丸文字の数字は、テーマが固まっていないため一つの絵としても、不安定なものだった。

「絵がうまい子はいるの?」

「それが、去年先輩と組んでた奴がいるんですけど、舞台チームの大道具に引っこ抜かれてて……」

画力がある生徒は、やはりどこでも引っ張りだこらしい。

「そうも言ってられないだろ? 下書きだけでもしてもらわないと、間に合わない」

そう言って、思い浮かんだイメージとチーム名を告げると、後輩は俄然やる気になったみたいだ。慌ててその生徒を呼びに行く。

しばらくしてPR代表が戻ってくると、連れて来られた後輩は、嬉しそうに声を上げた。

「春名先輩もいたんですね。俺もPRにすればよかった」

「いや、今年は俺も展示なんだ。ごめん、忙しいのに」

「いえいえ、俺の仕事はほとんど終わってたので。で、どんな感じにしますか?」

大柄だが細いこの後輩は伊藤といい、迫力ある絵を描いてくれる。応援という力強さを要求される場面では心強い。

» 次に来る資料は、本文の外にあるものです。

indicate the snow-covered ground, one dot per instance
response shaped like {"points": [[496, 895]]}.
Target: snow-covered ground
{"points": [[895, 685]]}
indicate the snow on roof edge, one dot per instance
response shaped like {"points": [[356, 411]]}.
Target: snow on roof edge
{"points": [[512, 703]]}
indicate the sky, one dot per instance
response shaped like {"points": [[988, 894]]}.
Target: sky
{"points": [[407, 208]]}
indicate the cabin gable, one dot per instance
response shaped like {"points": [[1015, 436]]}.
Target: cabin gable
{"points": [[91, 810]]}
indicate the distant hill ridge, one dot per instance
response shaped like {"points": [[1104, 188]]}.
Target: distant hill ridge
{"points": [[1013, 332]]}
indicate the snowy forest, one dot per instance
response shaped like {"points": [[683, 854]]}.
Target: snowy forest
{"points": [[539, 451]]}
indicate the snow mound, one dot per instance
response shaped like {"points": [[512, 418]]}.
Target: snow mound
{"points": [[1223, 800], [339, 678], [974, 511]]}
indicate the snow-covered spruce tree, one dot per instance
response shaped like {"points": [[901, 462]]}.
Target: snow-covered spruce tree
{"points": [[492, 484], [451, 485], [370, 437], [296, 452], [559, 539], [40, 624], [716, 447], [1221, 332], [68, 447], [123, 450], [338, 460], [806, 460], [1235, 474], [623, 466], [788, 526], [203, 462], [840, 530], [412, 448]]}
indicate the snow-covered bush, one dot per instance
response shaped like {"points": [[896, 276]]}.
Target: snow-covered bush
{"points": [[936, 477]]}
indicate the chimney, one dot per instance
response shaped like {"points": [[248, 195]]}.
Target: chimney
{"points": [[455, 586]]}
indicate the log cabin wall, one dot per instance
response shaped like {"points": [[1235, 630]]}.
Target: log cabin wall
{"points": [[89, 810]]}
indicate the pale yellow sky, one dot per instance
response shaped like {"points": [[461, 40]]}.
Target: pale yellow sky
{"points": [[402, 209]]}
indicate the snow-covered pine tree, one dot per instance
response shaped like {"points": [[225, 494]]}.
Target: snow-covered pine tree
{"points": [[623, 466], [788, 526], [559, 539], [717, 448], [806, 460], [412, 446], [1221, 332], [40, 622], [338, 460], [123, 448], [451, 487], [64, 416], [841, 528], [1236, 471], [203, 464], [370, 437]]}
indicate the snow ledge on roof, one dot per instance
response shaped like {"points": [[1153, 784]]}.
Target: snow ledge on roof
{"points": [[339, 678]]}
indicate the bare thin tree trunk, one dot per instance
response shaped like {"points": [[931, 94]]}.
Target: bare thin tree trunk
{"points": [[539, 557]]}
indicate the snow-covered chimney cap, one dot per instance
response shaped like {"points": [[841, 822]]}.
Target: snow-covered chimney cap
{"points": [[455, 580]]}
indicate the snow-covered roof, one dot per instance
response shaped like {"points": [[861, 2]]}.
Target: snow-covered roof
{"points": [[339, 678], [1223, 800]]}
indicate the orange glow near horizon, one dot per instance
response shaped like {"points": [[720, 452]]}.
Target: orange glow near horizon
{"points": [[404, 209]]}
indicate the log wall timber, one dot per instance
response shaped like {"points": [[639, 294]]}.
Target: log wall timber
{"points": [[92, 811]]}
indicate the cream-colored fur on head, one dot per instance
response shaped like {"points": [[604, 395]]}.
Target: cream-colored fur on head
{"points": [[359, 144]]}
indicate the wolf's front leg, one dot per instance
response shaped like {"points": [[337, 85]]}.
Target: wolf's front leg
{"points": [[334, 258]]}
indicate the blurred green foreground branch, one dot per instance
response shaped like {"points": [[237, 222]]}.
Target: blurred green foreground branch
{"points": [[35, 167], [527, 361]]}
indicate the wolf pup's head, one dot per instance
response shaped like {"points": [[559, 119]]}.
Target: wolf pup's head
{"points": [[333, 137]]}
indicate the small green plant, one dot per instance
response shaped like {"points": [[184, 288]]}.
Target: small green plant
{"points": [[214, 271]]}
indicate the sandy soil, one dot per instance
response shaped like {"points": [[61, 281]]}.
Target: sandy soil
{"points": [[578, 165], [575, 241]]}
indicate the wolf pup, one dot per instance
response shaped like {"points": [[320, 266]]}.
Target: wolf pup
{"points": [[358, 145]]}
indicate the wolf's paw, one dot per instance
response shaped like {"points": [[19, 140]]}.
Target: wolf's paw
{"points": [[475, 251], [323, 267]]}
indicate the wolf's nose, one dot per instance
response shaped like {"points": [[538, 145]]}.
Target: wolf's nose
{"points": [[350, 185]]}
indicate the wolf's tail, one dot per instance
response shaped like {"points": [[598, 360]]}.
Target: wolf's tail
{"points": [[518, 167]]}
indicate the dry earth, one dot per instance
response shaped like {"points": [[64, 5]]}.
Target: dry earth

悠は一言二言、伊藤に告げると、彼は一つうなずき、ルーズリーフにイメージを描いていく。

応援幕の大きさは決まっていて、教室のベランダ一つ分だ。
そこに海と少年とサーフボードを描き、赤文字で荒々しくチーム名を載せようと考えている。

伊藤が描いた少年は波に挑む楽しさと、挑発をのせた笑みを浮かべていた。

その下では、白い飛沫を上げて、波がうねっている。

まだラフの段階だが、波と少年の気性の激しさがひしひしと伝わってきた。

「Big Wave! ライバルを飲み込め! ですか。このサーファーも気持ちよさそうですね」

伊藤のラフを眺めていたPR代表は、さすが去年の優勝コンビ、とその案をすぐに通した。

応援幕は青色の布が支給されているため、海の青は改めて塗る手間を省けて考えたものだ。

ゼッケンの丸文字数字は、水泡だと捉えてくれれば、と思った。

そしてビッグウェーブチームとなった悠たちは、展示チームの応援も借りて、幕の作成に取り掛かった。